Facebook hat seinen Nutzern mehr Möglichkeiten eingeräumt, zu bestimmen, welche Daten über sie gesammelt werden. FOTO: dpa / Tobias Hase
Düsseldorf. Mitglieder des sozialen Netzwerks können nun bestimmen, welche Informationen andere Seiten und Dienste an das Online-Netzwerk übermitteln dürfen.

Viele Internetseiten und Apps senden Informationen an das soziale Netzwerk Facebook, das die Daten mit den Profilen seiner Nutzer verknüpft, um ihm personalisierte Werbung zeigen oder andere Vorschlage unterbreiten zu können, erklärt der Konzern.

Welche Dienste und Seiten Informationen an Facebook schicken, lässt sich jetzt in den Einstellungen prüfen. „Aktivitäten außerhalb von Facebook“ heißt der Bereich. Dort werden die Anwendungen und Internetseiten angezeigt, von denen es Daten zum jeweiligen Nutzer erhalten hat. Diese Informationen lassen sich auch aus dem Konto entfernen, damit Facebook sie nicht mehr für die Auswahl der Werbung verwendet.

Das heißt aber nicht, dass künftig von den entsprechenden Apps und Internetseiten an Facebook gesendete Infos nicht erneut mit dem Profil verknüpft werden. Damit das geschieht, müssen Nutzer jeden einzelnen Eintrag anklicken und im neuen Fenster auf „Nutzung künftiger, durch XY erfasster Aktivitäten deaktivieren“ gehen.

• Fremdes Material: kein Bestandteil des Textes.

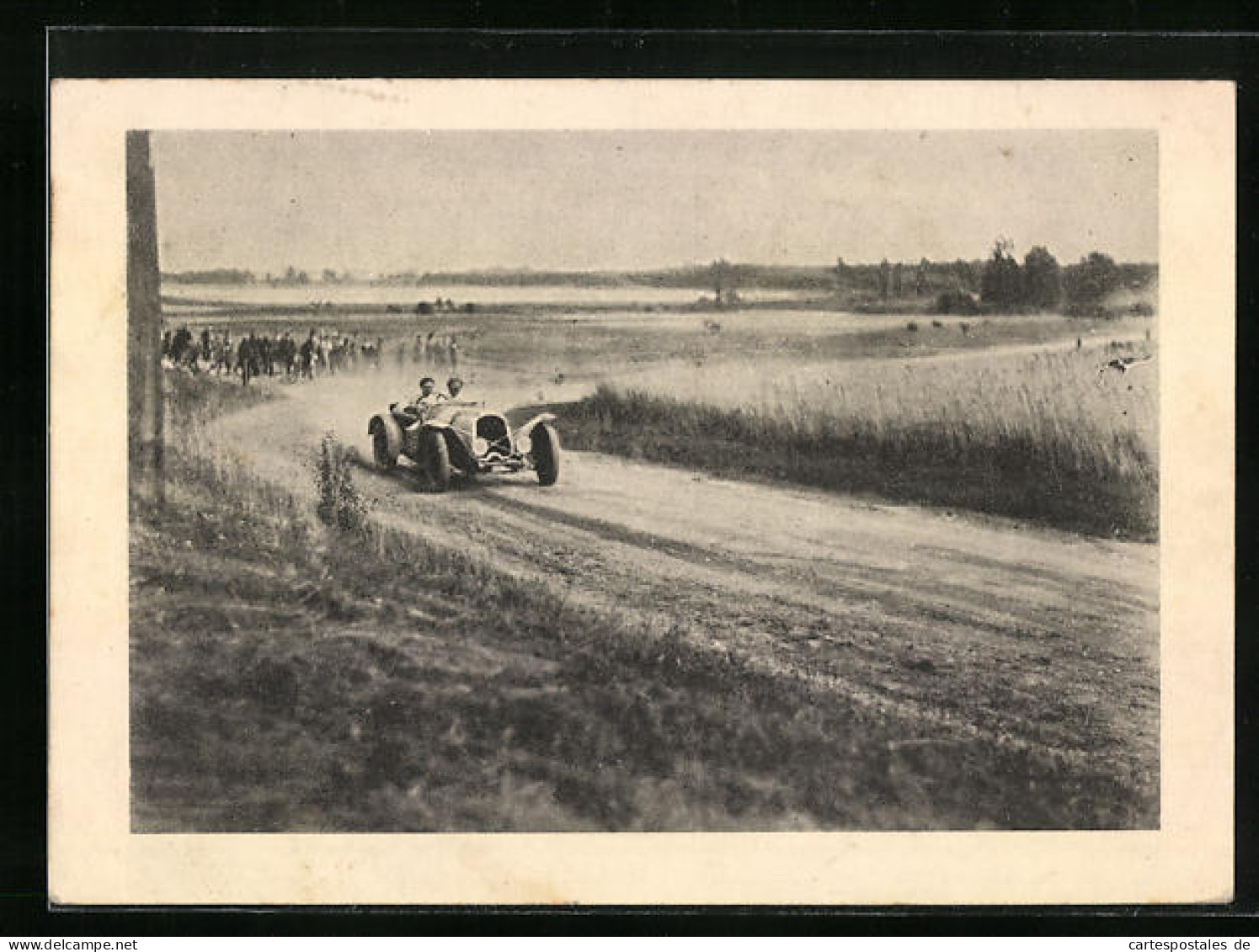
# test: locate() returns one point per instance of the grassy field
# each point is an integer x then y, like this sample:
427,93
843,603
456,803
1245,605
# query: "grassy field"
1040,437
287,676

Die Folgen dieser Einstellung erklärt Facebook ebenfalls. Unter anderem sei es nicht mehr möglich, sich per Facebook auf anderen Diensten anzumelden. Aus Datenschutzsicht rät die Verbraucherzentrale Nordrhein-Westfalen (NRW) ohnehin, diese Anmeldemethode nicht zu nutzen. Facebook erhalte weiterhin Infos zu den Aktivitäten auf den entsprechenden Internetseiten und in den Apps, will sie aber nicht mehr mit dem Nutzerprofil verknüpfen. Mitglieder können nun auch festlegen, dass Facebook in Zukunft gar keine Informationen von außen mehr mit ihrem Profil in Verbindung bringt.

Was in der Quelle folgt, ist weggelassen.